Now, to be fair, there have been bumps along the road. But at my lowest, I managedto lose 100 pounds. Which is unbelievable to me still and absolutely incredible. More recently, I spent last spring studying for my medical board exams, which resulted in some weight gain. However, I have been able to maintain my weight loss at 85 pounds and plan to continue gaining lean muscle and losing the excess fat tissue. I now also cross train with CrossFit boot camps about three times a week and occasionally fit in a ride on my bike on Sunday afternoons.
Some of the more important lessons that I learned on this journey have included realizing what my triggers were and still are and having a plan in place to deal with them. Stress and the “busy-ness” of my job are probably the most common that I encounter. Being a doctor is hard work, but at the end of the day I now realize that if I don’t take care of myself, I won’t be able to take care of my patients to the best of my ability. And sometimes, you have to decide what your priorities in life are. Sadly, watching all 15-million seasons of fill-in-the-blank TV show just doesn’t measure up to a life full of quality and adventure. Control is also a big issue for me, and sometimes I’d like to just lose control of at least ONE THING in my life. Or not have to worry about what I’m eating for lunch or dinner. But I’ve learned that losing control of what I eat just isn’t an option for my goals. That doesn’t mean that I deprive myself; I’ve learned that doesn’t work either. But it does mean seeing food as fuel for my daily activities. Maybe that means I let go of something else that isn’t as much of a priority, like maybe the dishes don’t get done right away or I let the laundry pile up a little bit. At least my body is healthy and what I put in it fuels adventures!
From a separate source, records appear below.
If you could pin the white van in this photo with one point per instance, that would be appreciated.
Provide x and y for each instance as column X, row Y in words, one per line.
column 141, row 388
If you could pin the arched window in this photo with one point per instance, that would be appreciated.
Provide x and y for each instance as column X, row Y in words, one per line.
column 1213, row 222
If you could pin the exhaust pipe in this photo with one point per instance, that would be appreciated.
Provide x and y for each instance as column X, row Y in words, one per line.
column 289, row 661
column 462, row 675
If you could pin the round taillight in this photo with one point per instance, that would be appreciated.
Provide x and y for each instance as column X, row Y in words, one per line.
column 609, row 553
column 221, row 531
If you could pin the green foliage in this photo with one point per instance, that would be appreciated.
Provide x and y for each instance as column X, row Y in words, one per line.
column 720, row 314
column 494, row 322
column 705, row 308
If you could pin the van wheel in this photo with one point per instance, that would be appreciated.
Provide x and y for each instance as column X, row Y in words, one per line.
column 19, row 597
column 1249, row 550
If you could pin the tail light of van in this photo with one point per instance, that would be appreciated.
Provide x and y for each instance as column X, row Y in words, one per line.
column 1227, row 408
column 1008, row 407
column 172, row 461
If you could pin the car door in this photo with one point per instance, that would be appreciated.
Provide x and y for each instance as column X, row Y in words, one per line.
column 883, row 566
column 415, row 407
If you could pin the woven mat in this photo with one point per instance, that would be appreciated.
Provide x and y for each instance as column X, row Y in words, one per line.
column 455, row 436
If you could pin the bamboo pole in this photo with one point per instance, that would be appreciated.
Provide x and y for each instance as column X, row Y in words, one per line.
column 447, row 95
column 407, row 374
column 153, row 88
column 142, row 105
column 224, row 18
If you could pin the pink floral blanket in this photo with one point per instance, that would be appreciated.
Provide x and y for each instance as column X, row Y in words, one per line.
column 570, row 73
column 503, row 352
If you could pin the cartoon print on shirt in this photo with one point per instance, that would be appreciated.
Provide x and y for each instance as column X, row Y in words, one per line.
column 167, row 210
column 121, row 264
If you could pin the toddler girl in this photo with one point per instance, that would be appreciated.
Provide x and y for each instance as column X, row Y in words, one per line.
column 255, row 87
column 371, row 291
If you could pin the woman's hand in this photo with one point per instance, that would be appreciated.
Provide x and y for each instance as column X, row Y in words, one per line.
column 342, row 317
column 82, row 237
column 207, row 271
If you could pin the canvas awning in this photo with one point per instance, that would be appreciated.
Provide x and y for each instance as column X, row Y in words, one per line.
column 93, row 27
What is my next adventure? Well, I’ve got a half marathon planned in May. Perhaps next year I’ll be ready for a half ironman? I’m not sure, but at least now I have options. At least now I’ve seen what my body is capable of. At least I’m confident that I can put my body to doing whatever my mind can possibly imagine. I run this body and not the other way around.
1Leventer-Roberts M, Zonfrillo MR, Yu S, Dziura JD, Spiro DM. Overweight Physicians During Residency: A Cross-Sectional and Longitudinal Study.Journal of Graduate Medical Education. 2013;5(3):405-411. doi:10.4300/JGME-D-12-00289.1.